Aggregating spatio-temporal raster data

Spatio-temporal data, such as MODIS images, time series, or meteorological records from several stations (see Chapter 3, Working with Tables) pose a challenge for analysis and visualization due to their three-dimensional nature. One approach to simplify such data is to perform aggregation in spatial and/or temporal dimensions (another approach to simplify spatio-temporal data is, for example, cluster analysis).

In this section, we will experiment with two approaches to aggregate the data held in the multiband raster r in order to get additional perspectives on the spatio-temporal behavior of NDVI within the geographic area this raster covers.

Note

More specialized classes and methods (including aggregation) for various types of spatio-temporal data are defined in the spacetime package. An overview of this package can be found in the introductory paper "spacetime: Spatio-Temporal Data in R" by its creator Pebesma E. 2012.

The time dimension

In our first example, we will aggregate r along the temporal dimension (that is, the layers). In fact, the previous example where we mapped the minimum and maximum values for each pixel in r using overlay with the range function (see Chapter 4, Working with Rasters, for more information) is also an example of aggregation. However, instead of aggregating all layers, what if you want to learn the properties of different time series portions? In such cases, you have to perform several overlay operations, and then combine the results into a multiband raster. That is exactly what we are going to do next.

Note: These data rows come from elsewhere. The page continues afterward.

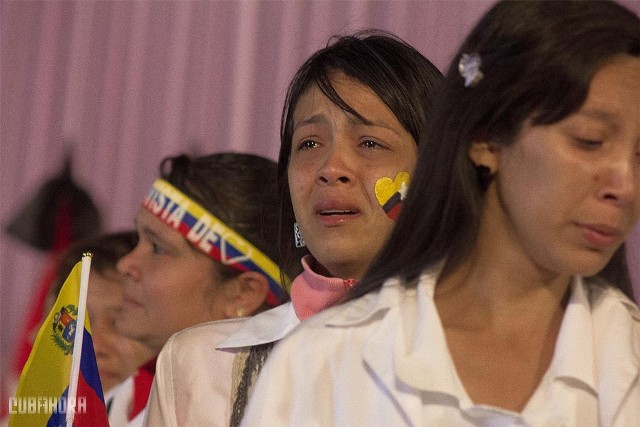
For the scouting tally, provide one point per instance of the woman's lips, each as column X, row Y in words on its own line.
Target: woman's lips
column 332, row 217
column 599, row 236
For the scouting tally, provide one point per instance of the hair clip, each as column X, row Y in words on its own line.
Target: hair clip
column 469, row 68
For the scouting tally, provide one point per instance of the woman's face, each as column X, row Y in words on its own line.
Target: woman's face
column 169, row 286
column 118, row 356
column 336, row 162
column 568, row 194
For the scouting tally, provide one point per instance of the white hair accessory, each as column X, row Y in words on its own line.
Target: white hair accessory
column 469, row 68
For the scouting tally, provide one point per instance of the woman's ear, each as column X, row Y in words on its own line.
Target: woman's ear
column 247, row 293
column 485, row 153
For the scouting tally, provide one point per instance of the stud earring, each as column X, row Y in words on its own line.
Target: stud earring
column 298, row 236
column 484, row 175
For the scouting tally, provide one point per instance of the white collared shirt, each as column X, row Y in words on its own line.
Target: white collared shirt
column 193, row 381
column 383, row 360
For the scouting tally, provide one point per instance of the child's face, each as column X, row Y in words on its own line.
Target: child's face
column 336, row 164
column 118, row 357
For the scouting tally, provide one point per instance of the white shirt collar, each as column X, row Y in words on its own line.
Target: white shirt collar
column 269, row 326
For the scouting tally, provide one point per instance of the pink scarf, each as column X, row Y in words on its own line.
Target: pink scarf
column 311, row 292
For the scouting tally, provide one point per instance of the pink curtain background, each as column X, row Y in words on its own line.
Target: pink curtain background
column 122, row 84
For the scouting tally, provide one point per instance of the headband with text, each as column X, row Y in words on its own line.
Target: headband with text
column 212, row 236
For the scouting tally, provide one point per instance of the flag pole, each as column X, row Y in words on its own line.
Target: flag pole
column 77, row 341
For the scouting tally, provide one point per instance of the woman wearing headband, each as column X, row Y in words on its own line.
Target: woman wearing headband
column 207, row 231
column 353, row 116
column 493, row 303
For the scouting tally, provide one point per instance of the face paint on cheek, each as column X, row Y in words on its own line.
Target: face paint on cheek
column 390, row 193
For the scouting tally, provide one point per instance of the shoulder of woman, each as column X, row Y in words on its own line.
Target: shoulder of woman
column 202, row 337
column 604, row 297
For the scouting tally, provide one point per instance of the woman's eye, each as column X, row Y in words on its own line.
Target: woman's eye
column 371, row 144
column 307, row 144
column 590, row 144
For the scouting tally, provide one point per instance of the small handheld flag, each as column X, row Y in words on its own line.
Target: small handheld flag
column 61, row 386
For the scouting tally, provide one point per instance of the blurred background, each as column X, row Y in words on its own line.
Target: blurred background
column 95, row 93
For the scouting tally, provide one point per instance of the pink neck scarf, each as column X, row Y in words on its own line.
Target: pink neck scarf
column 311, row 292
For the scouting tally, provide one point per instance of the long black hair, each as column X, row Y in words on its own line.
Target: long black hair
column 538, row 59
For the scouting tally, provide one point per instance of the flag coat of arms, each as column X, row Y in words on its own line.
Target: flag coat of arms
column 42, row 398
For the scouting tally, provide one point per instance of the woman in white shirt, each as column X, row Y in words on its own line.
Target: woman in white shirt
column 207, row 230
column 354, row 114
column 498, row 298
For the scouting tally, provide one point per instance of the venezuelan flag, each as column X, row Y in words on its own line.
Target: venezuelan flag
column 42, row 395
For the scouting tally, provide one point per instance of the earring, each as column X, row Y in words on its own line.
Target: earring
column 297, row 236
column 484, row 175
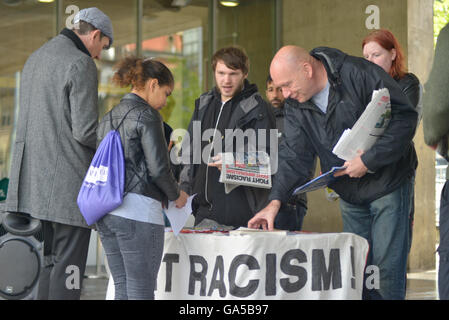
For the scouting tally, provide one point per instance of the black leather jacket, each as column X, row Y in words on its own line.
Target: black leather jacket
column 310, row 133
column 147, row 161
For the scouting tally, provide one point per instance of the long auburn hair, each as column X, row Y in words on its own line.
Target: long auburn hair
column 388, row 41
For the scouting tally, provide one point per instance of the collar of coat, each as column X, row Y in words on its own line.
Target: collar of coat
column 76, row 40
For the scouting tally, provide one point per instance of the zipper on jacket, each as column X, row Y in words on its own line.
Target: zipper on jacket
column 208, row 159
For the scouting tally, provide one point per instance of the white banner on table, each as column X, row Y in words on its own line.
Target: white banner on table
column 262, row 266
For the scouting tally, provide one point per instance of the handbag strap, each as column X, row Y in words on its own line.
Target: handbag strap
column 121, row 121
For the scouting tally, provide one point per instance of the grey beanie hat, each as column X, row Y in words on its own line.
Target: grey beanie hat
column 98, row 19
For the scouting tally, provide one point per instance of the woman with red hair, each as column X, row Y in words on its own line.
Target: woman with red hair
column 382, row 48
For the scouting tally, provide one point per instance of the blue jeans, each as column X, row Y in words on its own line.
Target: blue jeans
column 385, row 224
column 134, row 252
column 443, row 247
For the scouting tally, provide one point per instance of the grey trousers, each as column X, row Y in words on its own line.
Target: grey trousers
column 65, row 256
column 134, row 252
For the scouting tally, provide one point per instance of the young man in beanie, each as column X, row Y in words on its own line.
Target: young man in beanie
column 55, row 143
column 233, row 104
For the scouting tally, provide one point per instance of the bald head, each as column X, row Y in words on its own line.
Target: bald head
column 297, row 73
column 290, row 57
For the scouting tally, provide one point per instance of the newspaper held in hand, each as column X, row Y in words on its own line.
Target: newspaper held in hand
column 368, row 128
column 246, row 168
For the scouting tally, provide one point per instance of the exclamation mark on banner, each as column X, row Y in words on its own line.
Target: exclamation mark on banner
column 353, row 268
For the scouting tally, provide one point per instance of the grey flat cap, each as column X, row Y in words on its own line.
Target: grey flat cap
column 98, row 19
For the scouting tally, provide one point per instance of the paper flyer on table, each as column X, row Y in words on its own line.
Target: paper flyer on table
column 368, row 128
column 178, row 217
column 319, row 182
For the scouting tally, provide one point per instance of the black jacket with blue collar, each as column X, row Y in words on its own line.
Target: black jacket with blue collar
column 311, row 133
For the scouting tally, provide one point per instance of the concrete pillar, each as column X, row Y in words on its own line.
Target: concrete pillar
column 420, row 56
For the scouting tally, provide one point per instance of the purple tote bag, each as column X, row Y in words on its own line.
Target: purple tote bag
column 103, row 186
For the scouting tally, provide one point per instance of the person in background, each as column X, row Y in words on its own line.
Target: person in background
column 436, row 133
column 382, row 48
column 291, row 215
column 55, row 143
column 326, row 91
column 133, row 234
column 233, row 103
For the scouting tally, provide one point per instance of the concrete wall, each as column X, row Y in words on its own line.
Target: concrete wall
column 343, row 24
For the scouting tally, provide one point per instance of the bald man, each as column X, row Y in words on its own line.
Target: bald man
column 326, row 91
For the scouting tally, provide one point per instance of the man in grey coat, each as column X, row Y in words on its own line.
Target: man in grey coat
column 55, row 143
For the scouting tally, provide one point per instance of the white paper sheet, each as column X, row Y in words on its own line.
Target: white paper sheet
column 178, row 217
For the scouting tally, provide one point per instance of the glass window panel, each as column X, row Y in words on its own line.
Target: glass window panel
column 175, row 35
column 123, row 15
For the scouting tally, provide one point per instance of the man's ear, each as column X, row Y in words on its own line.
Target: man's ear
column 94, row 34
column 393, row 54
column 152, row 84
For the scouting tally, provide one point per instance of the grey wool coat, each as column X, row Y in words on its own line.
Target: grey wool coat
column 56, row 132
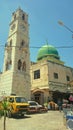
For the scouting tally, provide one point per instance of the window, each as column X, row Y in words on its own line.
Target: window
column 19, row 64
column 68, row 78
column 23, row 17
column 37, row 74
column 22, row 43
column 14, row 16
column 11, row 43
column 56, row 75
column 24, row 66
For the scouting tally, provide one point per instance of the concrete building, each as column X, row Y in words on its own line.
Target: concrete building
column 15, row 78
column 46, row 79
column 49, row 76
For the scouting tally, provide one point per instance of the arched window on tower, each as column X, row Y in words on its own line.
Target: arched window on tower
column 14, row 16
column 22, row 43
column 7, row 65
column 19, row 64
column 24, row 66
column 11, row 43
column 23, row 17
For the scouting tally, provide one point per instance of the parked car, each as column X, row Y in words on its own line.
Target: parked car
column 35, row 107
column 53, row 106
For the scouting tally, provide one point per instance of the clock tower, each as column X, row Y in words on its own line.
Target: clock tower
column 16, row 69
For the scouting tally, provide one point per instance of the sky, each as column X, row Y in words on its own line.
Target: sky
column 43, row 17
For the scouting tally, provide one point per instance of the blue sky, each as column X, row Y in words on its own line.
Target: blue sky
column 43, row 19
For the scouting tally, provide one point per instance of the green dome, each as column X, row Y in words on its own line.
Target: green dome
column 47, row 50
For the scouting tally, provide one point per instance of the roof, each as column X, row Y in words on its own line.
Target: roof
column 47, row 50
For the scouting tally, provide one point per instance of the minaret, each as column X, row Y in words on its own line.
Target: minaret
column 16, row 68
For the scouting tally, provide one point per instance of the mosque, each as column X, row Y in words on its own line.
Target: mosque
column 46, row 79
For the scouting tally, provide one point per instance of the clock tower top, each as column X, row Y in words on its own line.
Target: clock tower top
column 19, row 14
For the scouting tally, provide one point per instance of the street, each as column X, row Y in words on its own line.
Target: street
column 52, row 120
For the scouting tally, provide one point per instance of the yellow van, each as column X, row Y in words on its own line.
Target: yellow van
column 17, row 105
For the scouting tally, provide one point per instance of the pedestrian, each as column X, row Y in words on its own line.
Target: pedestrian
column 60, row 105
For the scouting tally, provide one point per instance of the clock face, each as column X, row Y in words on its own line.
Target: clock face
column 22, row 27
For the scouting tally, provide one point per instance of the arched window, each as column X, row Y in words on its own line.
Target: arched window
column 24, row 66
column 7, row 64
column 14, row 16
column 11, row 43
column 19, row 64
column 22, row 43
column 23, row 17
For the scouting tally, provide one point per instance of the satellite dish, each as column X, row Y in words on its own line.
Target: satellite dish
column 70, row 124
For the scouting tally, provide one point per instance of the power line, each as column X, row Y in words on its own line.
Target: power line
column 3, row 46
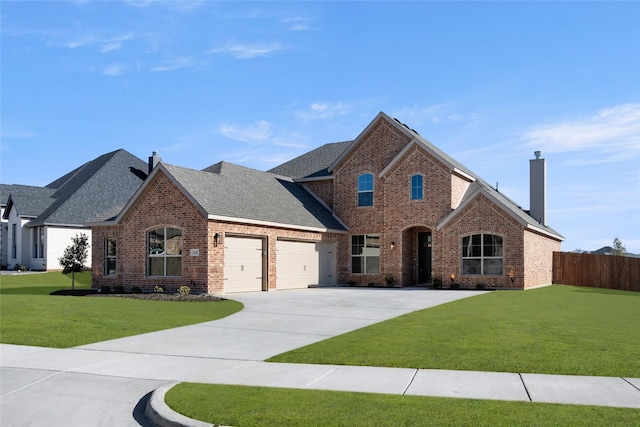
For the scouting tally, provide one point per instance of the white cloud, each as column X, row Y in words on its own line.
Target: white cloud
column 175, row 64
column 323, row 110
column 248, row 51
column 106, row 44
column 613, row 133
column 298, row 23
column 259, row 131
column 116, row 69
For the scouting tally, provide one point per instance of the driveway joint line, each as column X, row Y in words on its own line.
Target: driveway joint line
column 525, row 387
column 630, row 383
column 335, row 368
column 415, row 372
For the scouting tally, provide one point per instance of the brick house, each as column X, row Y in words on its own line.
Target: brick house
column 386, row 208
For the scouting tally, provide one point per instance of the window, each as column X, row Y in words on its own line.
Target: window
column 164, row 246
column 14, row 240
column 365, row 254
column 416, row 187
column 38, row 242
column 41, row 248
column 34, row 235
column 365, row 190
column 482, row 254
column 110, row 257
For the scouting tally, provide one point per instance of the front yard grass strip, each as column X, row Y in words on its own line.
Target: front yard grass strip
column 262, row 406
column 554, row 330
column 30, row 316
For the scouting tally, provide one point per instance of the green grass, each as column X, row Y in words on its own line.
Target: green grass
column 555, row 330
column 260, row 406
column 30, row 316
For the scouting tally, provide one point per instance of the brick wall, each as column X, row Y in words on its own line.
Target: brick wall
column 481, row 216
column 538, row 264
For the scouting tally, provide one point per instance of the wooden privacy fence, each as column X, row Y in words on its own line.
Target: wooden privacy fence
column 597, row 271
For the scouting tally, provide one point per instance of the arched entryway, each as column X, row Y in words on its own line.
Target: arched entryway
column 417, row 255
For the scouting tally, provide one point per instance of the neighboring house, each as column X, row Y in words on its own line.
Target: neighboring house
column 388, row 207
column 39, row 222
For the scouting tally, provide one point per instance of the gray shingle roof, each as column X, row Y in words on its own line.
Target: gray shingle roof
column 232, row 191
column 313, row 164
column 93, row 191
column 31, row 200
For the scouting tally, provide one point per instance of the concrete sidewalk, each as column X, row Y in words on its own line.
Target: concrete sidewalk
column 108, row 383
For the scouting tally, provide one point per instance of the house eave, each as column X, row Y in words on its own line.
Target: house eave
column 272, row 224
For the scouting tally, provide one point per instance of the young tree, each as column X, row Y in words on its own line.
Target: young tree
column 75, row 256
column 618, row 248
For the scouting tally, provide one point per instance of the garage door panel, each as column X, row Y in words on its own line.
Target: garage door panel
column 304, row 264
column 242, row 264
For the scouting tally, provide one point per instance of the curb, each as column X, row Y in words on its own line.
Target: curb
column 162, row 415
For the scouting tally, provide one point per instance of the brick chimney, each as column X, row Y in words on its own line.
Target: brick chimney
column 538, row 188
column 154, row 159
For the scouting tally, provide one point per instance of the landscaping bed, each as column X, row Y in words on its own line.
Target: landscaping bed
column 154, row 296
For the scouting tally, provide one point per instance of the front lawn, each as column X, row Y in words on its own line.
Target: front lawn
column 260, row 406
column 554, row 330
column 30, row 316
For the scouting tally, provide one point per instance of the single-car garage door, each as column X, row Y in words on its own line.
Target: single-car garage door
column 243, row 270
column 304, row 264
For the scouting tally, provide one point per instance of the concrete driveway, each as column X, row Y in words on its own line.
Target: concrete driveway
column 105, row 384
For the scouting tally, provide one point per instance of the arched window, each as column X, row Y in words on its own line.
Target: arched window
column 365, row 189
column 416, row 187
column 482, row 254
column 164, row 252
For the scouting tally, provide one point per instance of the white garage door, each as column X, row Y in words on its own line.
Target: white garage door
column 242, row 264
column 304, row 264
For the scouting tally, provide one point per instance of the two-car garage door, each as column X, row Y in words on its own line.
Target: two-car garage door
column 304, row 264
column 298, row 264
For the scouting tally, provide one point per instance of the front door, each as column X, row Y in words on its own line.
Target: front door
column 424, row 257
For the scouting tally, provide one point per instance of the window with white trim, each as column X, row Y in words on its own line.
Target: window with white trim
column 164, row 252
column 482, row 254
column 416, row 187
column 365, row 189
column 110, row 257
column 365, row 254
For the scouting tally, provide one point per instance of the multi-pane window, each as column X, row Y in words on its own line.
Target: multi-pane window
column 482, row 254
column 38, row 242
column 14, row 241
column 110, row 257
column 164, row 252
column 365, row 189
column 416, row 187
column 365, row 254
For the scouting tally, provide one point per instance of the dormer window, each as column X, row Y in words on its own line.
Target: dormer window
column 365, row 189
column 416, row 187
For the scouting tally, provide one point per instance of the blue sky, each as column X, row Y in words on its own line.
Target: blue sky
column 259, row 83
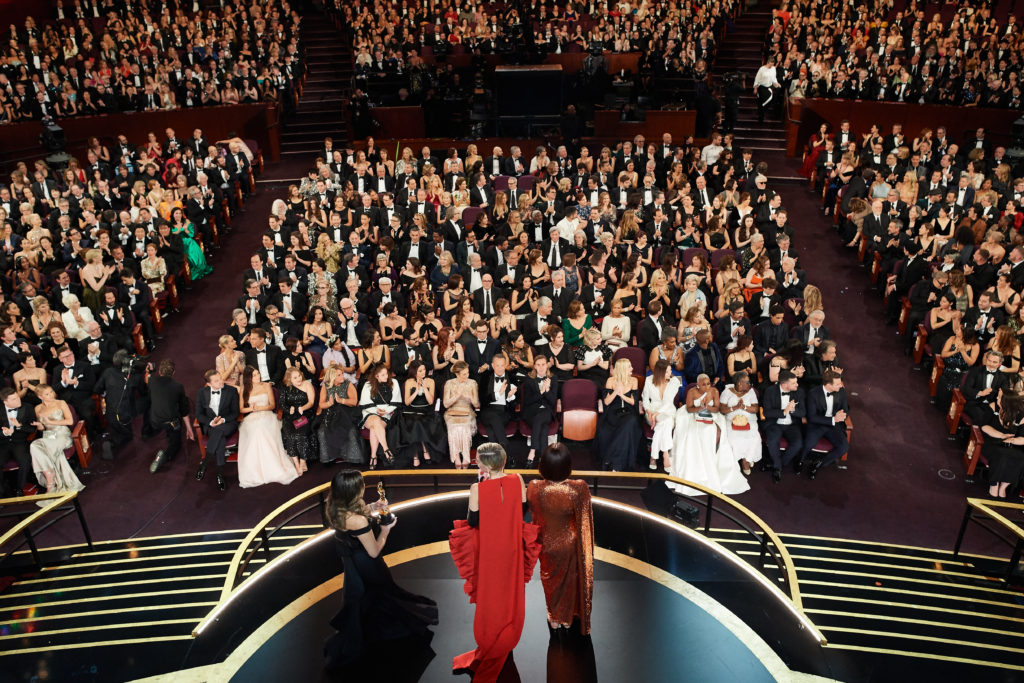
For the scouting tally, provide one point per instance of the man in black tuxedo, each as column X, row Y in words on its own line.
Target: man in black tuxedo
column 266, row 358
column 827, row 408
column 485, row 297
column 137, row 297
column 783, row 407
column 813, row 332
column 123, row 385
column 498, row 397
column 984, row 318
column 253, row 303
column 481, row 349
column 730, row 328
column 760, row 305
column 982, row 385
column 535, row 325
column 73, row 380
column 412, row 348
column 15, row 428
column 116, row 321
column 217, row 412
column 168, row 413
column 649, row 330
column 560, row 296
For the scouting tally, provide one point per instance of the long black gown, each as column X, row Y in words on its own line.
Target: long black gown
column 375, row 609
column 1006, row 463
column 419, row 424
column 619, row 433
column 338, row 430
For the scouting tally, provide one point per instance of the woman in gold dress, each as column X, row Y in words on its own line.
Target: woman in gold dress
column 561, row 507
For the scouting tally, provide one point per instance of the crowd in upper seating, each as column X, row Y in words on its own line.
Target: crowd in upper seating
column 962, row 54
column 940, row 222
column 625, row 283
column 390, row 39
column 92, row 258
column 100, row 57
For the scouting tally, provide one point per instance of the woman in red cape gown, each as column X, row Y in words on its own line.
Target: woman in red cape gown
column 495, row 552
column 561, row 508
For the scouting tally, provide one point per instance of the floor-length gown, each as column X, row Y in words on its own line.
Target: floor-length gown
column 298, row 440
column 419, row 425
column 375, row 608
column 696, row 457
column 745, row 442
column 662, row 403
column 47, row 456
column 262, row 458
column 619, row 432
column 198, row 266
column 338, row 432
column 496, row 560
column 563, row 512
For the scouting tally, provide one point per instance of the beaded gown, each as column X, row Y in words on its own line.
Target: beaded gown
column 563, row 512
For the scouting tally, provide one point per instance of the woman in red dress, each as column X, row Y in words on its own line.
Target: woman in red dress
column 562, row 509
column 495, row 552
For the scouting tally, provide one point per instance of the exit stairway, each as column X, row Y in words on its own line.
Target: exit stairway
column 322, row 108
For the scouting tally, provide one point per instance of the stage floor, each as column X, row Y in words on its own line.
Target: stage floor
column 643, row 630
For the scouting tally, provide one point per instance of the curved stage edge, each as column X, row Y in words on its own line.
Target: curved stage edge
column 665, row 596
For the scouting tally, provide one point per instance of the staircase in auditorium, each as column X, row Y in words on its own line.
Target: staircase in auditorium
column 868, row 599
column 322, row 109
column 883, row 599
column 740, row 51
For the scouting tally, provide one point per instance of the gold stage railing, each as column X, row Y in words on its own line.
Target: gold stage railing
column 24, row 525
column 258, row 540
column 992, row 516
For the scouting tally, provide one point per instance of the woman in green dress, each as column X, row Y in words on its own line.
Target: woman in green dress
column 198, row 266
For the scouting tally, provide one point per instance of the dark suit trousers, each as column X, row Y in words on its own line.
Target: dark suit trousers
column 217, row 441
column 539, row 423
column 836, row 434
column 795, row 443
column 496, row 421
column 19, row 452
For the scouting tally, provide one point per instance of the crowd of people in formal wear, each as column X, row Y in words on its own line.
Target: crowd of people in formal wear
column 377, row 305
column 939, row 221
column 93, row 257
column 103, row 57
column 955, row 53
column 392, row 40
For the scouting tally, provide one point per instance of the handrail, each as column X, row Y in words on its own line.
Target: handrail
column 985, row 508
column 779, row 553
column 58, row 500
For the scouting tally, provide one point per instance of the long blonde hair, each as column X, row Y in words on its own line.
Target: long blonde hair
column 622, row 372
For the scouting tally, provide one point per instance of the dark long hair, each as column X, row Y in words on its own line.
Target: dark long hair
column 247, row 383
column 345, row 498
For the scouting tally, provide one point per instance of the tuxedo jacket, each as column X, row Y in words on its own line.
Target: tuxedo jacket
column 274, row 361
column 772, row 404
column 486, row 391
column 475, row 356
column 300, row 304
column 816, row 407
column 228, row 407
column 974, row 382
column 26, row 416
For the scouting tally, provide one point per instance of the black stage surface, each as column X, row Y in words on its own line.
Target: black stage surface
column 642, row 631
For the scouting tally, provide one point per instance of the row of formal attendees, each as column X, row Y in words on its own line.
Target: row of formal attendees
column 239, row 55
column 826, row 51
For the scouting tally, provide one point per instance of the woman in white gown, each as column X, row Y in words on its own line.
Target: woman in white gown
column 739, row 406
column 659, row 410
column 701, row 454
column 262, row 458
column 48, row 461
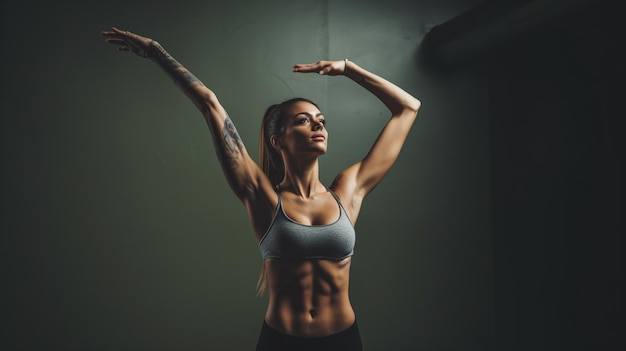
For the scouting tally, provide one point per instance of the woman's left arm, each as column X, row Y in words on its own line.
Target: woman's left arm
column 359, row 179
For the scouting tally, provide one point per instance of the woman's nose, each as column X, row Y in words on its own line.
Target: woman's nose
column 318, row 125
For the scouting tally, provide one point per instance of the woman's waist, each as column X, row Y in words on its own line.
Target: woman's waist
column 315, row 319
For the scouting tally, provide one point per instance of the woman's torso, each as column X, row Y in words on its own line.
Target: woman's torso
column 308, row 295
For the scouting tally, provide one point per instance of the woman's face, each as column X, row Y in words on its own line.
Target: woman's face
column 305, row 130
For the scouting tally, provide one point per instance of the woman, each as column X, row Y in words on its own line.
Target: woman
column 304, row 229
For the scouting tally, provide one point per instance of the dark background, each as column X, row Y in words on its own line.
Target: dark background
column 499, row 228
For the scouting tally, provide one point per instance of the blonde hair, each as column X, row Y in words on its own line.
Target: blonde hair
column 271, row 161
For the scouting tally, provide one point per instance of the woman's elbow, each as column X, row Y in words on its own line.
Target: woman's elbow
column 414, row 105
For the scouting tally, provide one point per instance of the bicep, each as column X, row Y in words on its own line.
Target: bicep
column 241, row 171
column 383, row 154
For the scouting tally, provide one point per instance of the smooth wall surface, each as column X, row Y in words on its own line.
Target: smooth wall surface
column 118, row 229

Let's say we are interested in examining the seasonal NDVI averages across the studied area. In such cases, we need to perform an overlay of all layers for each season using the mean function, and then combine the results into a four-band raster (where each layer corresponds to one of the four seasons). Conceptually, the simplest way of doing this is with a for loop that goes through the four seasons, selecting the appropriate layers of r each time, applying overlay on those layers, and keeping the result to form a final multiband raster in the end.

As a preliminary step to construct the loop, we will define a character vector with season names (seasons) and an empty RasterStack object (season_means). The seasons vector will define loop iterations, while season_means will be used to hold the results:

> seasons = c("winter", "spring", "summer", "fall")
> season_means = stack()

Now, we are ready to execute the for loop:

> for(i in seasons) {
+ season_means = stack(season_means,
+ overlay(r[[which(dates$season == i)]],
+ fun = function(x) mean(x, na.rm = TRUE)))
+ }

The loop code section is executed four times (since the number of elements in seasons is four), each time assigning the next season name into i. The code adds the mean of the relevant layers in r (selected using the dates$season vector that we previously created; refer to Chapter 3, Working with Tables) to season_means. Therefore, in the first loop iteration, the mean of the "winter" layers in r is added to the empty season_means; in the second iteration, the mean of "spring" is added to season_means (which already has one layer), and so on until all four seasons are covered.

Now that the result season_means is ready, we can add season names to the respective layers for convenience:

> names(season_means) = seasons

We will view the result using the levelplot function:

> levelplot(season_means, par.settings=RdBuTheme, contour=TRUE)

The following screenshot shows the graphical output:

The time dimension

The preceding screenshot shows average NDVI for each season. We can see that NDVI is generally high during winter and spring and low during summer and fall. The image also shows that certain areas (such as the north-west corner of the image) have much higher NDVI in the wet season than in the dry one, while other areas (such as the three patches in the center of the image) maintain relatively high NDVI values in the summer months as well. The former are, in fact, areas where agricultural crops and natural herbaceous vegetation proliferate due to the relatively more abundant rainfall in the wet season, while the latter are planted evergreen pine forests where vegetation activity is maintained even in the dry season.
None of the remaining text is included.